# ISO 14001 Lead Auditor Training



## Guest (Feb 19, 2007)

I have some knowledge of Environmental Management Systems (EMS) but not specific to ISO 14001 - just general concepts applied mostly to Best Management Practices (BMPs). Has anyone taken training courses or become lead auditor certified??

Any comments or suggestions ??

I might have an oppurtunity to pick up certification - I am just wondering how hard I should really 'push' for this.

Thanks.

JR


----------



## Dleg (Feb 19, 2007)

I didn't know anything about ISO 14001 until running across it in the "101 Solved Problems in Environmental Engineering". But I had heard of it. I would think it would be worth your while to get certification if you can - it sounds like a popular program in industry, and is probably helpful for regulatory work as well, such as facility inspections or P2 projects. We've had a lot of EPA funded Ps projects out here recently, especially for our garment industry, which is a little too ate as they're all headed for greener ($$$ green) pastures now, leaving us to clean up their pre-P2 mess.


----------



## Road Guy (Feb 20, 2007)

well any extra certification cant ever hurt you.

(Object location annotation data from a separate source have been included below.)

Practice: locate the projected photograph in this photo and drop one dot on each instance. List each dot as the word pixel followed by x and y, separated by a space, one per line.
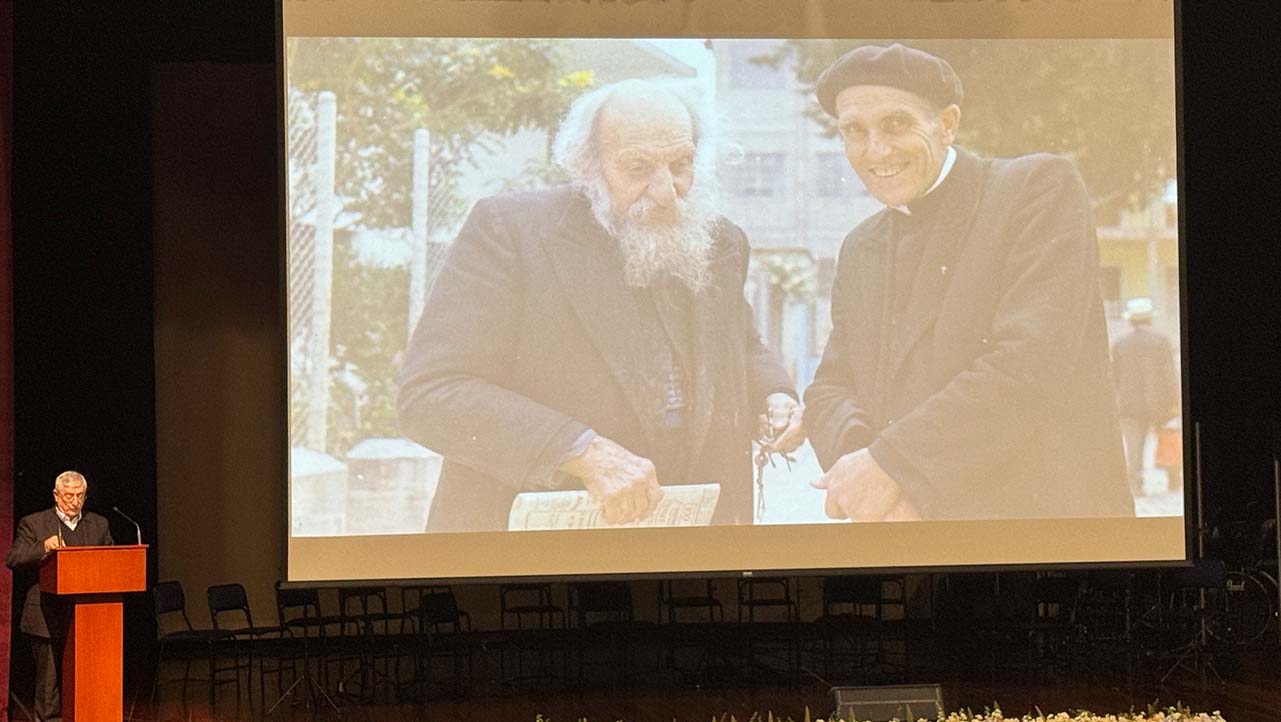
pixel 580 283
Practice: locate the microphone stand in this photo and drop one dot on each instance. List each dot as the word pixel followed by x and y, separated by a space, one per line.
pixel 1276 530
pixel 127 517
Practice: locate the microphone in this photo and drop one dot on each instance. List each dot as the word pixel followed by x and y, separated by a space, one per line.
pixel 130 519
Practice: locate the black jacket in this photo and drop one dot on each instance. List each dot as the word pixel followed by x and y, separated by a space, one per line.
pixel 988 396
pixel 44 615
pixel 528 338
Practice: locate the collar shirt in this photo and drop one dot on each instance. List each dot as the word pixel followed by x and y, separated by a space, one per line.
pixel 943 173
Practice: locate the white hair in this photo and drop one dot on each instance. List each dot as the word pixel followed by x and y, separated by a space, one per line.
pixel 577 145
pixel 682 250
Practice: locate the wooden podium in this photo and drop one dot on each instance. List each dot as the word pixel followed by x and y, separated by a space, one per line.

I dont know about 14001, but my company is ISO 9001 certified and IMO its the biggest wast of time I have ever had to deal with in my entire life.

&amp; lets just say me and my ISO auditor have exchanged many an unpleasant word in the past.


----------



## FusionWhite (Feb 21, 2007)

As a coop I had to do some auditing of our records to get TS-16949 (or something) certification. Apparently its a HUGE deal for steel mills to get this certification and we were trying to become the first one to have it. Well we got beat out by another mill by a few weeks. Its A LOT of paper pushing.


----------